De repente, lançou os braços em redor dela e beijou-a com muita força, parando de imediato de rir. Os seus olhos pareciam marejados de lágrimas.
Foi nesse momento que Miss Minchin entrou na sala. Sara achou-a um reflexo da casa: pomposa e monótona, respeitável e feia. Os seus olhos eram grandes, frios e inexpressivos; o sorriso largo, frio e impassível. Acentuou-se quando viu Sara e o capitão Crewe. Escutara muitas coisas interessantes acerca do jovem capitão da boca da senhora que lhe recomendara a sua escola. Entre outras coisas, ficara a saber que ele era muito rico e que estava disposto a gastar muito dinheiro com a filha.
– Será um imenso privilégio assegurar a educação de tão linda e promissora criança, capitão Crewe. Lady Meredith falou-me da sua invulgar inteligência. Uma criança inteligente é um verdadeiro tesouro numa escola como a minha – disse Miss Minchin, pegando na mão de Sara e afagando-lha.
Sara manteve-se imóvel, com os olhos fixos no rosto de Miss Minchin. Como de costume, o seu cérebro era atravessado por uma variedade de pensamentos.
«Porque diz ela que sou uma criança bonita?», perguntava-se Sara. «Não sou nem um pouco bonita. A neta do coronel Grange, Isobel, ela sim, é bonita. Faz covinhas nas bochechas rosadas e tem o cabelo comprido, da cor do ouro. Eu tenho o cabelo curto e preto, e olhos cinza-esverdeados. Para além disso, sou magra e estou longe de ter a pele clara. Sou uma das
crianças mais feias que já vi. Quer-me parecer que Miss Minchin está a mentir.» Enganava-se, contudo, ao pensar que era uma criança feia.
Não se parecia, é certo, com Isobel Grange, que fora a beldade do regimento, mas era possuidora de um encanto muito próprio. Era uma menina esguia, ágil, alta para a sua idade, e tinha um rosto bastante atraente e expressivo. O cabelo, negro e forte, apenas encaracolava nas pontas. Os olhos, de um cinzento esverdeado, eram grandes e espantosos, com longas pestanas negras, e embora a cor dos mesmos pudesse desagradar a Sara, muita gente a apreciava. Não obstante, acreditava firmemente que era uma menina feia e não ficou nem um pouco embevecida com a lisonja de Miss Minchin.
«Eu estaria a mentir se dissesse que ela era bonita», pensou ainda Sara, «e saberia que estava a faltar à verdade.
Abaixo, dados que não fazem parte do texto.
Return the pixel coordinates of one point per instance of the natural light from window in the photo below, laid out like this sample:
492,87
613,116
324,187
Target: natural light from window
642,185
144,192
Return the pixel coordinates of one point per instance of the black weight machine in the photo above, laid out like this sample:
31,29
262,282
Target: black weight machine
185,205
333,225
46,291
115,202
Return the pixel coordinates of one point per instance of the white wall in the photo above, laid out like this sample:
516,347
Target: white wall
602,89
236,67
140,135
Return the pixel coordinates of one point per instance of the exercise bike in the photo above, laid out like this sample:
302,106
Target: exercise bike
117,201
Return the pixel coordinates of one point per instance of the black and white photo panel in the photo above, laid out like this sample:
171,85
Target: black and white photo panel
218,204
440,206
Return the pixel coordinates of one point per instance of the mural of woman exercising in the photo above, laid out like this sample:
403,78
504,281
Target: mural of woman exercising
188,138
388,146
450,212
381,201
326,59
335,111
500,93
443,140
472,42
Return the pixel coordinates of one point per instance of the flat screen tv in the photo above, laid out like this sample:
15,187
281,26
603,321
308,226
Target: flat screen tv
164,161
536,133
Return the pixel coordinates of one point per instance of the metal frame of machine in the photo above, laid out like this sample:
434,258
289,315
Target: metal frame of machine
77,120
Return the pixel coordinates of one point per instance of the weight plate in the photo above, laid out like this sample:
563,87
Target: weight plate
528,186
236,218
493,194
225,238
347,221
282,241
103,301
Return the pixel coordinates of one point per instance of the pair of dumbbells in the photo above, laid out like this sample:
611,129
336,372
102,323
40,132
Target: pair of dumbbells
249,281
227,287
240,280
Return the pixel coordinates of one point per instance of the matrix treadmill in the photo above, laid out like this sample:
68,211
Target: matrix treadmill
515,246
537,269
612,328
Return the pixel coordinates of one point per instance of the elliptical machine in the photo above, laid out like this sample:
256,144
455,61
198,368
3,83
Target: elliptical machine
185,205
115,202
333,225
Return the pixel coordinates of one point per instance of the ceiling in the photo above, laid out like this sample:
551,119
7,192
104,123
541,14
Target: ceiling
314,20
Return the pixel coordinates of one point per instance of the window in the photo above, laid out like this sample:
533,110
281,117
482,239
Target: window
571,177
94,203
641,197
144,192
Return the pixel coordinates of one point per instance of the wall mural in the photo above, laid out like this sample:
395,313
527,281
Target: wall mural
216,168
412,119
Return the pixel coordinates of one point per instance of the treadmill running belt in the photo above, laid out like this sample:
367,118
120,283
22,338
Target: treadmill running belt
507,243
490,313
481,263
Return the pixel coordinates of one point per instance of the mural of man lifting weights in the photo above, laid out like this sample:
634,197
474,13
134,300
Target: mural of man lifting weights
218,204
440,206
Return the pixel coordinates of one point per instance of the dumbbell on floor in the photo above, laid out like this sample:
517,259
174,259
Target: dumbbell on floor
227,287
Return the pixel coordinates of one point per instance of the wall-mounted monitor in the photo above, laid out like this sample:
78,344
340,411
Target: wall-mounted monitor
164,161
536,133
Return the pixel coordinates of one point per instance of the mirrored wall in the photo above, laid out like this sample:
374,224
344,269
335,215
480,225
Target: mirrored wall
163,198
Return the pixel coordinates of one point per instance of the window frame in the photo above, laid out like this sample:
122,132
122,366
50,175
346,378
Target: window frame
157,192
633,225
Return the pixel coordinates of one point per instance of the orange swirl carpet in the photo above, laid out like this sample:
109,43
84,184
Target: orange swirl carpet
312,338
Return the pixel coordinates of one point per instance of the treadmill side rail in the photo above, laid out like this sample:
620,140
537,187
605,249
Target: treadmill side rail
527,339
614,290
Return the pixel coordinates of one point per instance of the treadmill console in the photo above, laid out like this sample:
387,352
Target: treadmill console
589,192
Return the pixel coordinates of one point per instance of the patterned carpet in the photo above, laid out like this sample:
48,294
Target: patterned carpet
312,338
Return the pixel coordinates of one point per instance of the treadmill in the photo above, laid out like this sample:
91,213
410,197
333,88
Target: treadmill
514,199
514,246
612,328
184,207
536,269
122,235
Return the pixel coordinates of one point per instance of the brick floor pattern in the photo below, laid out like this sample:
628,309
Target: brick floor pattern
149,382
Creio bem que, à minha maneira, sou tão feia quanto ela. Porque foi ela afirmar semelhante coisa?»
Mais tarde, depois de ter ficado a conhecer melhor Miss Minchin, teve a resposta à sua pergunta. Descobriu que ela dizia exatamente a mesma coisa a todos os pais que matriculavam as filhas na sua escola.
Sara deixou-se ficar junto ao pai enquanto ele e Miss Minchin conversavam. Fora trazida para aquele colégio porque as duas filhas de Lady Meredith tinham ali sido educadas, e o capitão Crewe respeitava muito a experiência de Lady Meredith. Sara iria desfrutar de maiores privilégios do que as restantes alunas. Teria um bonito quarto e uma salinha só para si, um pónei e uma carruagem e uma criada para fazer as vezes da aia que fora sua ama na Índia.
– Não estou nem um pouco ansioso em relação à educação dela – garantiu o capitão Crewe,com uma das ruas risadas bem-dispostas e segurando na pequena mão de Sara. – A dificuldade será impedi-la de aprender demais e demasiado depressa. Passa a vida com o nariz enfiado nos livros. E não os lê, Miss Minchin, devora-os, como se fosse um lobacho e não uma menina. Não há livros que lhe cheguem, é preciso estar sempre a comprar-lhe livros novos, e para adultos, grandes, com muitas páginas, em francês e alemão, mas também em inglês; de História, de poesia, biografias, toda a sorte de géneros. Afaste-a dos livros quando vir que ela está a ler em demasia, mande-a passear de pónei ou sair para comprar uma boneca nova. Ela devia brincar mais com bonecas.
– Mas, papá, se eu estiver sempre a sair para comprar bonecas novas, terei mais do queaquelas a que poderei dedicar a minha atenção – argumentou Sara. – As bonecas devem ser como amigas íntimas. A Emily será a minha amiga mais chegada.
O capitão Crewe e Miss Minchin entreolharam-se.
– Quem é a Emily? – inquiriu ela.
– Conta tu, Sara – incitou o capitão, sorrindo.
Os olhos cinza-esverdeados de Sara tinham uma expressão muito solene e terna quando respondeu.
– É a boneca que ainda não tenho e que o papá me vai comprar. Vamos os dois escolhê-lajuntos. Chamei-lhe Emily e vai ser a minha amiga quando o papá for embora. Será com ela que irei falar acerca dele.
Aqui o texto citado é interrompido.